Search code examples
rstringi

stringi functions within dplyr


I wanted to modify the method in another post (Reading in Unicode Emoji correctly into R), to check if a unicode string corresponds to an emoji... but I obviously haven't quite grasped how to use stringi correctly.

The first section of code is a simplification of the linked post and works as expected; with first and last entries being replaced:

a <- c("\U0001f600",       "\U0001f603",       "\U0001f604")
b <- c("grinning face", "grinning face with big eyes", "grinning face with smiling eyes" )

v <- data.frame(lemma = c("\U0001f600",  "\U0001f3fb", "hello", "asdfasdlkasdfkd", "\U0001f604"), stringsAsFactors = FALSE)
v %>% mutate(is_emoji = stri_replace_all_regex(lemma,
                       pattern = a,
                       replacement = b,
                       vectorize_all=FALSE))

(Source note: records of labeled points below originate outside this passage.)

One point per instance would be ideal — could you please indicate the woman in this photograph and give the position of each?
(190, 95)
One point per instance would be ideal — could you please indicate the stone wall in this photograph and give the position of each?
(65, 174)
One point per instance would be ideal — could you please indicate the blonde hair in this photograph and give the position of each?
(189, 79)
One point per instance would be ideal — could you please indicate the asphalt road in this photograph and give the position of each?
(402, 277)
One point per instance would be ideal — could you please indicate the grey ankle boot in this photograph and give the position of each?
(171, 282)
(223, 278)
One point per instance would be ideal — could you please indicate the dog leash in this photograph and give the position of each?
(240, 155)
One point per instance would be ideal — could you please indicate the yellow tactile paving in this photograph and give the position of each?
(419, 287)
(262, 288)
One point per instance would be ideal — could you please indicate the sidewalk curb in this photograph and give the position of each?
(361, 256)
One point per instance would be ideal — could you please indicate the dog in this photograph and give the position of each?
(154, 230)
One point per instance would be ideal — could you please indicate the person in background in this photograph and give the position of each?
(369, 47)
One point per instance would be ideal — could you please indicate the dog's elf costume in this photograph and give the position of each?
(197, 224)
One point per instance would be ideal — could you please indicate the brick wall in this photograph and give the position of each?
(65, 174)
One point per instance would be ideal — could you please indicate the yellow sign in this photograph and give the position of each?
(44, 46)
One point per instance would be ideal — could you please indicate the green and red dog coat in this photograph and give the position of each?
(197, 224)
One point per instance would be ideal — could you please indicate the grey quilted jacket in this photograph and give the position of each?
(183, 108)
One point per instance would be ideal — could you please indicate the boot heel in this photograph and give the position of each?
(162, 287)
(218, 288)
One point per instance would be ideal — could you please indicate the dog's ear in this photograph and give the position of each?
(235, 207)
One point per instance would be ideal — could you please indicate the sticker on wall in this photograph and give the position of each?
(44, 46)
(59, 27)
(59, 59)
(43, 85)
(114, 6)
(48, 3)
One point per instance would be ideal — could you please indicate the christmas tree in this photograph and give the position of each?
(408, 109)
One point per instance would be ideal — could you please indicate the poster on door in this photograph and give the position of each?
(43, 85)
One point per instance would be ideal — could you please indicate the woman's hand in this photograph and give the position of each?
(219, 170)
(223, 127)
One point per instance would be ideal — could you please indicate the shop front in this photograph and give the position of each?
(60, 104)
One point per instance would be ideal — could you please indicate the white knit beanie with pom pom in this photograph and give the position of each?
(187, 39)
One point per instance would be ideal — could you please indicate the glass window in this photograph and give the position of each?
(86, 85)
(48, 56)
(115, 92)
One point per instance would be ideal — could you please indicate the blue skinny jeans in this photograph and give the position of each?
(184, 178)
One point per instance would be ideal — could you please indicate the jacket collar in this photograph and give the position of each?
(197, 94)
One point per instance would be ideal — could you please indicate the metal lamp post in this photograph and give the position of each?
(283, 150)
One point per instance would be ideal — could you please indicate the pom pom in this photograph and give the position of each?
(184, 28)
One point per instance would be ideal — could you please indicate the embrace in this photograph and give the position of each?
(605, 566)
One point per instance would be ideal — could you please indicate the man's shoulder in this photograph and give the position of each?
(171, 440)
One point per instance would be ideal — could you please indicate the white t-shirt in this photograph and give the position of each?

But my attempt to return a boolean does not; in addition to an warning message "longer object length is not a multiple of shorter object length", I am not getting the last value equal to TRUE with the following code:

v %>% mutate(is_emoji = stri_detect_regex(lemma, pattern = a))

I have tried countless other variation but all with no success.


Solution

  • Use paste with collapse='|'

    v %>% mutate(is_emoji = stri_detect_regex(lemma, pattern = paste(a, collapse = '|')))